No malgasté mi poder en protegerme de la lluvia. No estaba con ánimos. Porque la plataforma de los inquisidores estaba vacía, se habían llevado los bancos, retirado y doblado el toldo, aunque el furioso viento ya lo había desgarrado y golpeado contra la pared del palacio.
La plaza estaba desierta.
Sobre la berma, el poste al que habían atado el prisionero estaba carbonizado y caído. Los troncos se habían consumido. Se habían llevado los huesos y restos del cuerpo. Me arrodillé y lloré, con una mano apoyada en las cenizas restantes, mientras el viento y la lluvia se las llevaban.
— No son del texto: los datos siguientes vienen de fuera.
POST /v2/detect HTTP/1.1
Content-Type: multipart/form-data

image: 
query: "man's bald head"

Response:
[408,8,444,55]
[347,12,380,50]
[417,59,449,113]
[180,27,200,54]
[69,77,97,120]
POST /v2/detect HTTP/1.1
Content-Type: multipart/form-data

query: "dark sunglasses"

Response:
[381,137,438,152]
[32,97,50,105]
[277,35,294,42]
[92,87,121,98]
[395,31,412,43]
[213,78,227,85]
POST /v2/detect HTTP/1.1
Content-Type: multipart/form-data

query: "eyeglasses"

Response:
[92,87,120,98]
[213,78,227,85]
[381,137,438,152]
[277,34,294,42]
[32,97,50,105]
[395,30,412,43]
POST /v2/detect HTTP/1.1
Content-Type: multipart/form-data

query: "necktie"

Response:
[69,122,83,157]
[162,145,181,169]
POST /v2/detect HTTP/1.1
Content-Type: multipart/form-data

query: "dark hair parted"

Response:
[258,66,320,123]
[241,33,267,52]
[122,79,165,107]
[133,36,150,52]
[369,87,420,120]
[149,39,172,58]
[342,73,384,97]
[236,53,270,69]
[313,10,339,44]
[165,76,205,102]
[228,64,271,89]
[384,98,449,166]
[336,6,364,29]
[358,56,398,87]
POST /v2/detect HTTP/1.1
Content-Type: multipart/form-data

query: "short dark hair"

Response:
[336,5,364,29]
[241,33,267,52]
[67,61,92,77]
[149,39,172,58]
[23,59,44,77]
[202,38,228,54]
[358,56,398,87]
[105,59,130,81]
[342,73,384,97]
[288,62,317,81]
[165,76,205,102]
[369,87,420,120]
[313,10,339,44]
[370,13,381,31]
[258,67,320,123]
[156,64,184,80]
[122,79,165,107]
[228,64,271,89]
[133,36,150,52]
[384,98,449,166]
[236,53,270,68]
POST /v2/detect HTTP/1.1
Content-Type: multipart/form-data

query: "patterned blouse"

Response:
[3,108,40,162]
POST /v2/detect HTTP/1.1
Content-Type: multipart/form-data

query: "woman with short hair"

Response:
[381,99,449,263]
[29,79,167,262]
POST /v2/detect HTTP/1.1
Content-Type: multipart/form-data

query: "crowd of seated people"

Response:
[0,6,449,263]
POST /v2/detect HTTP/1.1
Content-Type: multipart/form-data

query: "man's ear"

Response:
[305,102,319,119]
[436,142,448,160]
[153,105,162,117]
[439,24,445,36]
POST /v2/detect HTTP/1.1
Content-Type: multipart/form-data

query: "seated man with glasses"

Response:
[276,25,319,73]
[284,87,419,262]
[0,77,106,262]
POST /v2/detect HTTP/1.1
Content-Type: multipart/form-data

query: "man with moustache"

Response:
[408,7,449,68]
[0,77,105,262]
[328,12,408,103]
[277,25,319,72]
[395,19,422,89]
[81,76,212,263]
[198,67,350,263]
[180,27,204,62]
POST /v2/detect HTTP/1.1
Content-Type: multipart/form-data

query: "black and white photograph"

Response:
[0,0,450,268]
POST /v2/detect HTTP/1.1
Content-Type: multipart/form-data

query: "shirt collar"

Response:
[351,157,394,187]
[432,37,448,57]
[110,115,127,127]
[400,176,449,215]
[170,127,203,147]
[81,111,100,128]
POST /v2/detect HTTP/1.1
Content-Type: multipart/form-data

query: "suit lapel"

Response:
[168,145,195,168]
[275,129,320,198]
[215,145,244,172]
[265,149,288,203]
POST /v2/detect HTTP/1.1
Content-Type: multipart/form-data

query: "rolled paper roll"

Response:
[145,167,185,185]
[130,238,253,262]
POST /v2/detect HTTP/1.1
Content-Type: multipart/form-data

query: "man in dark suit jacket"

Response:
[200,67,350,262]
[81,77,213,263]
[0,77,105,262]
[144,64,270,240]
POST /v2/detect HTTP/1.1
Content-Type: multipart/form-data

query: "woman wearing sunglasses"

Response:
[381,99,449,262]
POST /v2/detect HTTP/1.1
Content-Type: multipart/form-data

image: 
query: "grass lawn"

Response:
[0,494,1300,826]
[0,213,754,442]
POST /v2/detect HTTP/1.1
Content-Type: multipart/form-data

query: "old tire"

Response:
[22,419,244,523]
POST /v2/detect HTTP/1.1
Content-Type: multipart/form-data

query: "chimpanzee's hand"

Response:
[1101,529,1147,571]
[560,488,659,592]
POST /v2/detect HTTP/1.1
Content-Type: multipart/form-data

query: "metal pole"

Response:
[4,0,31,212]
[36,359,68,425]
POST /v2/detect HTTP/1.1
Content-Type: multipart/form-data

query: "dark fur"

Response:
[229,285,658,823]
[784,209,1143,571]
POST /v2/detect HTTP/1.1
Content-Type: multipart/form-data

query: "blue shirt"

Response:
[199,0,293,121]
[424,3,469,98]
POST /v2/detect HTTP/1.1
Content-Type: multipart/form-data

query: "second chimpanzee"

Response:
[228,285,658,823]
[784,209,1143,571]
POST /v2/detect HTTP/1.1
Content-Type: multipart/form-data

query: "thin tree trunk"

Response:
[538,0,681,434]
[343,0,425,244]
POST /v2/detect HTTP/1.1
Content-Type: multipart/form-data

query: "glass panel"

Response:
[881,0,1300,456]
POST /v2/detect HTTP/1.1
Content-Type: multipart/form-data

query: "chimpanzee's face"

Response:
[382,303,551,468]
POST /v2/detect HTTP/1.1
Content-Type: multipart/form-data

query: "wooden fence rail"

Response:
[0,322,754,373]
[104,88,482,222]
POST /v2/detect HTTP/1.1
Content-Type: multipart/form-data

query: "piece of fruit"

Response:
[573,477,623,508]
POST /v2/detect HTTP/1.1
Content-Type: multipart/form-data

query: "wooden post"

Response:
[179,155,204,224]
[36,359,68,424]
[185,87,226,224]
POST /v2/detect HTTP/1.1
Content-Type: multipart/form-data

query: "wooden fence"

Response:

Mi Amado había muerto. Pregunté a la Diosa: «¿Por qué? ¿Por qué me has traído hasta aquí, solo para mostrarme la derrota? Ahora, pertenece al Enemigo más que nunca…».
Retumbar apagado de cascos sobre el barro. Mis caballeros habían acudido. Me habían traído un caballo. Me enjugué las mejillas con una mano sucia, manché mi cara de lágrimas, ceniza y muerte antes de que la lluvia las lavara.
Al principio no pude levantarme. No podía abandonar el lugar donde había visto por última vez a mi Amado. Anhelaba seguir a los inquisidores, averiguar lo que quedaba de él.
Ojalá no hubiera sido humana, no hubiera tenido corazón.
El tío de Luc, Edouard, desmontó de su corcel para ponerme en pie y guiarme hasta mi caballo.
Cabalgamos hacia casa, hacia Carcasona. Era la mayor locura, y yo lo sabía, pues sería el primer lugar en que el Enemigo me buscaría. Pero era el Camino que la Diosa me había mostrado. Era como una antorcha. Solo podía Ver eso en el oscuro futuro, y nada más.
Al sentir el sabor de mi destino en la boca, ácido y metálico como sangre, escupí.
Cabalgamos durante horas, a través de la noche y la lluvia interminables, sobre rocas resbaladizas, sobre colinas, a través de valles y prados hasta que olí la fragancia de la lavanda y el romero, aplastados bajo mis pies. Casi habíamos llegado a casa.
Por fin, el agotamiento y la oración me calmaron lo suficiente para Ver un poco más. En la huida no podía haber victoria, pues el futuro solo auguraba más enfrentamientos entre el Enemigo y yo, y ninguno de ellos lograría liberar a mi Amado de su horrísona prisión.
Ríndete, susurró la Diosa. Es la única oportunidad de la Raza. Ríndete.
Solo quedaba la más ínfima posibilidad de éxito, un hilo tan fino que cualquier tirón lo partiría. Pero como era la última esperanza, cedí. Pese a sus protestas, despedí a mis caballeros.
Y me rendí a la Diosa.
Me rendí a mi Enemigo.
Me rindo.
Esta es mi historia. No hay más que decir.